The data framework included a HIPAA and PIPEDA Compliant Cloud architecture for retaining and processing the intraoperative de-identified data through a Cloud platform (Microsoft Azure, Microsoft USA) with secure authentication through organizational credentials. In addition, an installable web/mobile application was developed to monitor the force-related data/features, which is available at smartforceps-app.azurewebsites.net.

Workflow architecture

To quantify the behavior of force profiles for pattern recognition and performance analysis, we developed machine learning models for segmenting and recognizing the patterns of intra-operative force profiles. The models make no assumption about the underlying pattern in force data and hence are robust to noise. The framework enables modeling a complex structure in our non-stationary time-series data, where data characteristics including mean, variance, and frequency change over time. Figure 1 shows the workflow architecture from data recording to modeling and visualization.

Figure 1
figure 1

Workflow architecture of SmartForceps platform from data recording to modeling and visualization. Forces of tool-tissue interaction along with de-identified case information were uploaded to a HIPAA-compliant data storage and analytics platform. Force data were manually segmented and labeled by listening to the surgeon’s voice recordings, where surgeon names, surgical tasks, and important incidents were narrated. The AI modeling architecture included Auto Data Preprocessing (e.g., Data Balancing, Outlier Removal, Data Transformation, etc.), Feature Engineering, Data Modeling (T-U-Net for force profile segmentation (T-U-Net: Time-series-U-Net); XGBoost, LSTM and FTFIT (Force Time-series Feature-based InceptionTime) for pattern recognition), and Modeling Optimization and Performance Evaluation, which were integrated into the cloud platform to generate performance evaluation reports to the surgical team. A detailed description of selected processes in the figure has been described in the Supplementary Materials. Visualization was created in Microsoft PowerPoint version 16.49 with the icons obtained from a Google search: e.g., https://www.iconfinder.com.

Force profile segmentation

The force data points labeled as ON or OFF were included for analysis after applying rule-based data balancing (Figure S1, detailed in Supplementary Materials). To transform data to a normal distribution, i.e., Gaussian with zero mean and unit variance, and to eliminate the dominant effect of larger variance in a specific signal, feature normalization of the left and right prong force was performed by removing the mean and scaling to unit variance. This allowed standardization of corresponding values. Data preparation comprised of normalization and reshaping into windows of 224 data points which ended up with approximately 5.9 K resampled force windows. Following this, the segment labels were encoded, and a one-hot encoding schema was implemented. Finally, a 80% (20% validation)—20% split with a random seed was performed to split the data into training-validation and testing samples. A custom-designed U-Net (T-U-Net: Time-series-U-Net; U-Net is a dominant model for image segmentation28) model was trained and implemented that consisted of a convolutional encoder and decoder structure to capture the properties and reconstruct the force profile. Grid search was performed for hyperparameter tuning (Figures S2, S3, detailed in Supplementary Materials).
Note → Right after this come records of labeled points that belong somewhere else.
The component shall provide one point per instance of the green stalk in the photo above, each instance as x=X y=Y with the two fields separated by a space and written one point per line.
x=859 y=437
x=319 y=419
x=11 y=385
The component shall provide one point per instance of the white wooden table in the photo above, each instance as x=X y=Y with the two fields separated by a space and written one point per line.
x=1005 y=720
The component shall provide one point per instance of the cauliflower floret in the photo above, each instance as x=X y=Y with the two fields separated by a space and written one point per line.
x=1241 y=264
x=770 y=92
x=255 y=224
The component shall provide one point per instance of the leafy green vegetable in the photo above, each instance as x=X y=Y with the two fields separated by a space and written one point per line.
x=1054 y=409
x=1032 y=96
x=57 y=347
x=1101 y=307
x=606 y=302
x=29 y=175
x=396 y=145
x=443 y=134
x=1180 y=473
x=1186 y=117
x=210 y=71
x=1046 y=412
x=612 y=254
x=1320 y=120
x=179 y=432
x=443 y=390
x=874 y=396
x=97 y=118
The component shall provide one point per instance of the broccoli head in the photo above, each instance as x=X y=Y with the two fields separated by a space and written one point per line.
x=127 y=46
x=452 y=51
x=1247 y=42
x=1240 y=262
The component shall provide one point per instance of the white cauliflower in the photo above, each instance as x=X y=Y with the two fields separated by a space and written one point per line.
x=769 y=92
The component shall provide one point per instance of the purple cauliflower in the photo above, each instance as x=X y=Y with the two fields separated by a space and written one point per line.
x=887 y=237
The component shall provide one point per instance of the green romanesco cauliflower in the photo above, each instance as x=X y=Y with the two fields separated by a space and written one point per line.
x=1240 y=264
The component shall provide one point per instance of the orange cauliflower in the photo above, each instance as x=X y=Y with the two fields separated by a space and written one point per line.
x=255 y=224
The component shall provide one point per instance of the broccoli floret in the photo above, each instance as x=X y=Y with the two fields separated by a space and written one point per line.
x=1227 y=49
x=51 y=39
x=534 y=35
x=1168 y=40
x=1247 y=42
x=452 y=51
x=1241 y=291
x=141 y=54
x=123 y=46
Surgical force pattern recognition

Data pre-processing for surgeon skill classification

Segmented training data with binary Expert and Novice labels were included in this phase. To fortify prediction power in force data, a total of 29 hand-crafted features (Table S1) that can capture the behavior of surgical force time-series data and were analyzed in our previous study1 were calculated for each window of 200 data points and were added as the third signal to a deep learning model after a feature selection process (Supplementary Materials Tables S2, S3). Our data curation pipeline performed time-series based feature extraction on the segmented data after noise reduction1. The normalization process transformed the feature data into a Gaussian distribution with zero mean and unit variance and resampling to match the force data window size of 200 points with ratio to maximum as the order of spline interpolation and edge mode for the boundary data imputation. The normalized and reshaped data created 3.6 K resampled force segment windows (1766 Novice and 1859 Expert segments), which were encoded using a one-hot vector and a random split into training-validation, i.e., 80% (20% validation), and testing, i.e., 20%, samples.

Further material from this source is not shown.